Стоит ли говорить о том, что на моем лице сейчас играла злорадная ухмылка? Утереть нос кровососу такого ранга, той, кто косвенно виновен в обращении в вурдалака моей сестры, все равно, что первые три глотка ледяного пенного жахнуть душным летним вечером — одно удовольствие.
Пелагея же сделала то, на что я лично пока способен не был. Она убедилась в том, что Марта вернулась на свою исходную позицию, а затем сделала несколько пассов руками и навесила на нас еще одну вуаль невнимания. И на этот раз внутри этой вуали бег времени продолжился лишь для нас двоих. Удерживать в фокусе своего внимания сразу две вуали и параллельно контролировать несколько сотен упырей — это было сильно. Нет, действительно сильно, без злорадства и ерничаний говорю. Другой вопрос, откуда Пелагея брала эту силу.
— Давно понял? — прищурилась Пелагея.
— Какая разница? Вопрос не в том, что я знаю твой секрет, вопрос в том, что я собираюсь с этим делать.
— Гришенька, ты же понимаешь, что твоя информированность вообще уже ни на что не повлияет.
Пелагея прошлась промеж застывших упырей, оставив позади себя, замерших на месте, Веру и Марту. Она остановилась в десяти метрах от здания и протянула в мою сторону руку. Я ощутил, как меня мягко окутывает невидимая сила. Она стягивалась вокруг моей талии, словно невидимый удав, окольцовывавший свою загипнотизированную жертву. Правда в моем случае, я все понимал и не сопротивлялся действиям Пелагеи. Ворожея же медленно приподняла меня, вынесла наружу из разрушенного мною же здания и аккуратно поставила перед собой на землю.

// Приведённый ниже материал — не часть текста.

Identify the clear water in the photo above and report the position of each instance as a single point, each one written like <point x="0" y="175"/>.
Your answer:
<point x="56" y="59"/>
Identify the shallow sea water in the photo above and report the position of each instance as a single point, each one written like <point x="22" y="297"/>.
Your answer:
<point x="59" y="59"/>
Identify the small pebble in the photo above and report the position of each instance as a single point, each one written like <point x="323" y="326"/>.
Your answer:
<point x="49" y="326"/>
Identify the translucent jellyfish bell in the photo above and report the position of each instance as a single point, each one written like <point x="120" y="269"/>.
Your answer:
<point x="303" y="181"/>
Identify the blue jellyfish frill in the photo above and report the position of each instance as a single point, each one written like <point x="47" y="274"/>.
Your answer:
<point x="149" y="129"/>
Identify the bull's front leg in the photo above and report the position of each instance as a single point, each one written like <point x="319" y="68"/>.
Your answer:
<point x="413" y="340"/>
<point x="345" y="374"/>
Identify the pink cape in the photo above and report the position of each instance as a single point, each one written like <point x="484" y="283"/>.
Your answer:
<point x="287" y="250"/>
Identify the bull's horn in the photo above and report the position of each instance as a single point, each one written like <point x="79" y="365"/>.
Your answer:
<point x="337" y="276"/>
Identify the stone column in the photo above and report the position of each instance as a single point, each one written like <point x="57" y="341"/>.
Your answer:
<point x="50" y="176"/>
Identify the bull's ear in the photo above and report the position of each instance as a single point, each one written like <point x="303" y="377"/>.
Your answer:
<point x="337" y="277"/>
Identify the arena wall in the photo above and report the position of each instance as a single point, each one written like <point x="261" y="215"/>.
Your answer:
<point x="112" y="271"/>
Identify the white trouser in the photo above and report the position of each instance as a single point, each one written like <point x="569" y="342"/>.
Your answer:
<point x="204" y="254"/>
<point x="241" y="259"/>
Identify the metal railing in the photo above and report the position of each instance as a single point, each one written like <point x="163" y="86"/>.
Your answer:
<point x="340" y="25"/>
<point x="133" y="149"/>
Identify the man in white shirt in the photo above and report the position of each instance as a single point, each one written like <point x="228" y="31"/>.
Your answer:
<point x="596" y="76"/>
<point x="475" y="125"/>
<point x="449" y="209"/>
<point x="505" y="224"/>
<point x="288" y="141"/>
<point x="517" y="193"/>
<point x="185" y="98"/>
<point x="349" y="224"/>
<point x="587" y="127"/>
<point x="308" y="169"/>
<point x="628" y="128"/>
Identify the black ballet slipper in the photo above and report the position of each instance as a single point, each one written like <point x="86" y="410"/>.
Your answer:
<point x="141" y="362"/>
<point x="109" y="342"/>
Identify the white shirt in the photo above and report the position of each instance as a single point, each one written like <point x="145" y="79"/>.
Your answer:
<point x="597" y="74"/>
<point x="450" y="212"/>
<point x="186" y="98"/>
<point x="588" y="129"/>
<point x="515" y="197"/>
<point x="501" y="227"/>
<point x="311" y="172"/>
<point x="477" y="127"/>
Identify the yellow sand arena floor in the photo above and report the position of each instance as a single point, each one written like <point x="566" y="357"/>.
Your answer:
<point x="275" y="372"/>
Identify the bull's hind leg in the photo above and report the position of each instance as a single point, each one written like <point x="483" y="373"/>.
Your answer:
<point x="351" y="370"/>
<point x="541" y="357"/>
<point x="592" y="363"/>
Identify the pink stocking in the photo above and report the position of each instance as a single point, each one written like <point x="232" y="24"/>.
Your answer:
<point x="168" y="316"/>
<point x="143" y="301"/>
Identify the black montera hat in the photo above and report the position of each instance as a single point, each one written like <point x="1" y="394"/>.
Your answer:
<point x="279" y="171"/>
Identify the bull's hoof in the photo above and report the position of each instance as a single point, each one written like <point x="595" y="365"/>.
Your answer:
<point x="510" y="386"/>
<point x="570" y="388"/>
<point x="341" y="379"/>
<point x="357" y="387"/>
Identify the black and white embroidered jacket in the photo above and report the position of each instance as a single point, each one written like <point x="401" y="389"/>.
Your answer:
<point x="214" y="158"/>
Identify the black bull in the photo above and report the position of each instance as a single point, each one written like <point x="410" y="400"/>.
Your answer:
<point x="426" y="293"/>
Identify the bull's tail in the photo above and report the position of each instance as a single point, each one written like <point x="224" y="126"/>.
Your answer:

— На этот раз, не поможет тебе твой бессмертный.
— На этот раз мне его помощь и не понадобится.
— Самоуверенность, Гришенька, еще никого до добра не доводила.
— А это не самоуверенность, а чистой воды знание.
— И на чем же это знание зиждется?
— Мы оба знаем, что тут произошло, — не стал я прямо отвечать на вопрос своего кровного врага, — оба знаем, что я не купился. Да, — я обвел пространство позади Пелагеи взглядом, — бесспорно, это твоя лучшая работа. И то, что ты заставила поверить в происходящее не только меня, но и Марту, дорогого стоит — она все же, как выразился мой напарник, «не пальцем деланная»…
— Кто, этот малахольный? — усмехнулась Пелагея, кивнув в сторону отца Евгения.
Отвечать было незачем, вопрос был риторическим. Вместо пустой болтовни я предложил:
— Что ты хочешь?
— Ты и без моих ультиматумов знаешь, что мне нужно.
— Мы уже решили это на дуэли.
— Дуэли меж нами не было, Гриша, не забывай…
— Де факто — не было, — поправил я Пелагею, — но де-юре, она состоялась. И тому были свидетели. Ты даже была вынуждена признать эту дуэль состоявшейся.
— Я тогда не знала…
— А кого это волнует? Меня, вот, уже не волнует. Ты мне полгода жизнь отравляла, изводила почем зря, плела интриги и завлекала в свои сети сестру. Неужели ты считала, что я окажусь покорной овцой на закланье? — Пелагея молчала. Лицо ее с каждой секундой мрачнело, но на этот раз мне не было никакого резона выводить ее из себя. Более того, я не верил в ее игру. Сейчас наша беседа была сродни ментальной дуэли, чем-то напоминающей то, как два гроссмейстера играют в шахматы по памяти. — Это в первые месяцы своей ворожейской карьеры, — продолжил я свой монолог, — меня можно было брать голыми руками. Именно тогда у тебя был шанс грохнуть меня или обманом завладеть моей силой…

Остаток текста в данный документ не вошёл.